Van bijzondere omstandigheden, op grond waarvan het college had moeten afwijken van de beleidsregels, is de rechtbank niet gebleken. Eiser heeft erop gewezen dat wel een omgevingsvergunning voor kamerverhuur tot maximaal 4 personen voor huisnummer 6 en een omzettingsvergunning op grond van de Huisvestingsverordening is verleend en dat ook een omgevingsvergunning is verleend ten behoeve van het verbouwen van de panden. Naar het oordeel van de rechtbank heeft het college in deze omstandigheden in redelijkheid geen bijzondere omstandigheid hoeven zien om van zijn beleidsregels af te wijken. Het college heeft in het verweerschrift toegelicht dat huisvesting tot maximaal 5 personen onder het beleid van 2016 viel onder huisvestingscategorie 1 en dat er onder dat beleid geen afstandseis was opgenomen. Het college heeft daarbij ook nog toegelicht dat het met eiser heeft gecorrespondeerd over het feit dat geen vergunning kon worden verleend voor het kamergewijs huisvesten van 19 personen. Ter onderbouwing daarvan heeft het college een aantal e-mailberichten overgelegd. De op 5 december 2019 verleende omgevingsvergunning voor de activiteit bouwen van een bouwwerk ziet op het verbouwen van het pand dat eerder door een brand gedeeltelijk was verwoest. Uit de bijgevoegde tekeningen blijkt niet dat deze zijn bedoeld voor de kamergewijze verhuur aan 19 personen. De rechtbank volgt het college in dit standpunt. Dat eiser aan de genoemde omstandigheid het vertrouwen heeft ontleend dat de nu in geding zijnde omgevingsvergunning voor planologisch strijdig gebruik voor de huisnummer 4 en 6a ook zou worden verleend, moet onder deze omstandigheden voor zijn risico blijven.

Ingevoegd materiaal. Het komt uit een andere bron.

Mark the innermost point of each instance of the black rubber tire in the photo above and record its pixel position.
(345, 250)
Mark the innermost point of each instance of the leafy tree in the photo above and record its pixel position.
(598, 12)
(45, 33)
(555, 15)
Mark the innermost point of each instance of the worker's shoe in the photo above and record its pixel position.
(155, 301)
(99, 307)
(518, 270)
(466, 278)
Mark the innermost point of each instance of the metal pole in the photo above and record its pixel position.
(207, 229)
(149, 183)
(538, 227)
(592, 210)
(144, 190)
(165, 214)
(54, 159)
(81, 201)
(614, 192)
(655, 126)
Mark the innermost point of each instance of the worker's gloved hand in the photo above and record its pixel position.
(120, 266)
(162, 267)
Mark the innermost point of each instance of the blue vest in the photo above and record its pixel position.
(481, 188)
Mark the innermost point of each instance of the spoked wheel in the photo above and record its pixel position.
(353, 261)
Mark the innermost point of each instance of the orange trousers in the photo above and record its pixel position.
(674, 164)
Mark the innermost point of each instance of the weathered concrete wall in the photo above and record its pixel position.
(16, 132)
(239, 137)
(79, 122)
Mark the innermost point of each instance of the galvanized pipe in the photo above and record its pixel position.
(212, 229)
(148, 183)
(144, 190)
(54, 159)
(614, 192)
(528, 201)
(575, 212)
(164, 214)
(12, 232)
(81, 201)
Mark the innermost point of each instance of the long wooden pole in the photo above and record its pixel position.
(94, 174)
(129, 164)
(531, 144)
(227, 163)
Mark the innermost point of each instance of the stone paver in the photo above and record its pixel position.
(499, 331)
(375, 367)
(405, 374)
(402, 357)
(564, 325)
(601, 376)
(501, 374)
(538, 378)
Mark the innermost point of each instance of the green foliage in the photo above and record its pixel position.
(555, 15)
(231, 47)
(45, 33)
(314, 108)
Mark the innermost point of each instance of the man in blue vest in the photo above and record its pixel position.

9. Het beroep is ongegrond.
Er is geen reden voor een proceskostenveroordeling.
Beslissing
De rechtbank verklaart het beroep ongegrond.
Deze uitspraak is gedaan door mr. G.M.J. Kok, rechter, in aanwezigheid van N.A. D’Hoore, griffier op 8 januari 2021 en openbaar gemaakt door middel van geanonimiseerde publicatie op www.rechtspraak.nl.